Za to mogę polecić odżywkę z chny 🙂
Rozjaśniam już 7 lat, najpierw farby, ale jak nie mogłam się pozbyć żółtego odcienia to zdecydowałam się na fryzjera. Miałam ostatnio półroczną przerwę, przyciemniłam, ale źle się z ciemnymi czuje, a i wszyscy wokół mówili, że lepiej mi w jasnych. Odnośnie wody czytałam, że bardzo często włosy po niej żółkną, tego właśnie boję się najbardziej. A i utleniacze są 3%, nie wiem jakiego używa moja obecna fryzjerka, ale ostatnia używała właśnie tego najsłabszego. Na włosy nie narzekam, czasem nawiedza mnie okresowe wypadanie, ale tylko to. Chciałam czegoś naturalnego, sami rozumiecie 🙂
Ostatnio też zapragnęłam blondu, ale to nie jest dobry pomysł w moim przypadku ;D Kiedyś próbowałam i miałam na głowie świński blond z rudymi prześwitami ;D A na naturalne rozjąśnienie dobre są płukanki stosowane systematycznie, można płukać rumiankiem i piwem, sokiem z cytryny itd. A masz naturalnie jaki kolor włosów? Bo jeśli ciemny, to niestety pozostaje tylko chemia. Kiedyś w avonie był krem rozjaśniający, podobno działa, ale nie wiem, czy jest jeszcze w ofercie.
ja naturalnie mam właśnie tzw mysi blond, czyli średni, nie jasny nie ciemny, w lato z pasemkami od slońca, czyli tak jak ty ;] i z doświadczenia wiem, że używanie szamponu z rumiankiem (ale takiego z apteki, polskie firmy, ziołowe, nie jakieś Timotei, czy inne chemiczne, zresztą czesto testowane na zwierzetach) plus płukanie rumiankiem, cytryną, z czasem naprawdę rozjaśnia włosy i nadaje naturalny odcień. Oczywiście trwa to trochę dłużej niż chemiczna koloryzacja, ale włosy są zdrowe i wyglądają naturalnie, a dla mnie to się najbardziej liczy.
kiedyś koloryzowalam sprayem rozjaśniającym firmy Joanna, to było dość dawno, teraz nie używam ich kosmetyków, bo już sama nie wiem czy testują czy nie na zwierzetach, ale jakoś nie drążyłam tego tematu, bo nie interesuje mnie ich oferta ;]
Hej!

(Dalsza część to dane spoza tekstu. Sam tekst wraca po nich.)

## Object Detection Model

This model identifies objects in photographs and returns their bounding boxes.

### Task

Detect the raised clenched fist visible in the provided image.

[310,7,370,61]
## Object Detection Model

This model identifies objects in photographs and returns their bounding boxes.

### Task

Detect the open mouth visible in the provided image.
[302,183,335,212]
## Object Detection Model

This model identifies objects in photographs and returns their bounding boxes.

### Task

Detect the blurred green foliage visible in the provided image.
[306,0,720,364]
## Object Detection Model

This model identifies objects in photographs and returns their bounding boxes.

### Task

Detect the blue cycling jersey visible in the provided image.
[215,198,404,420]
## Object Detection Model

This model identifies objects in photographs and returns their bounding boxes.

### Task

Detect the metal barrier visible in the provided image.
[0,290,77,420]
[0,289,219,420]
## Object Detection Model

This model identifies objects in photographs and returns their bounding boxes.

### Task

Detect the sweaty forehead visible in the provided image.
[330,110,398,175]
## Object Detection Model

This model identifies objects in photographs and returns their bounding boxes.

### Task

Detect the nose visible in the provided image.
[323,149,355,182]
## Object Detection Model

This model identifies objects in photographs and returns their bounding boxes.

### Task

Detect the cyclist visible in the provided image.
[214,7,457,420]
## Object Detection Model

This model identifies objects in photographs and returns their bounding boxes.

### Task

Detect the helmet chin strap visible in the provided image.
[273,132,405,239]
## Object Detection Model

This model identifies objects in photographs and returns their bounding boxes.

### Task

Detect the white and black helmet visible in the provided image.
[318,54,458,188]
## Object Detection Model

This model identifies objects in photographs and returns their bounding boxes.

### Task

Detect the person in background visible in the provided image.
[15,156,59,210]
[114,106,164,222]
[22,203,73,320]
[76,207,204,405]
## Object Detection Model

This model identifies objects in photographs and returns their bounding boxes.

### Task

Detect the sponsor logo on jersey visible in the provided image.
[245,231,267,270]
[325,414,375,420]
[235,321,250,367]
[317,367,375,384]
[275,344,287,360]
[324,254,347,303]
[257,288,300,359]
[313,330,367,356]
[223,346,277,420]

Czy któraś z forumowiczek może mi doradzić dobry rozjaśniacz (nie farbę) ale absolutnie nie może być testowany? Rozjaśniam włosy u fryzjera mega drogimi kosmetykami i włosy są w bardzo dobrym stanie, zawsze do zabiegu dostaje superkurację witaminową na włosy ale szukam produktu, który nie jest testowany a jest dobry, trwały, nie przesuszy włosów. Chodzi mi o taki, który został przez Was przetestowany.
Pochwała jest pożyteczniejsza od kary. Plaut
ce-ce w saszetkach w sklepach fryzjerskich, do tego moc wody jaką potrzebujesz. na necie znalazłam info, że nie testują.
ja najpierw nakladam na wlosy olej na kilka godzin, mieszam rozjaśniacz z 2łyzkami prostej odzywki czy maski (najlepiej bezsilikonowe, np gloria, kallos latte...) i nie mam suchej szopy po takiej miksturze i nie wypadają bardziej niż przy zwykłym myciu.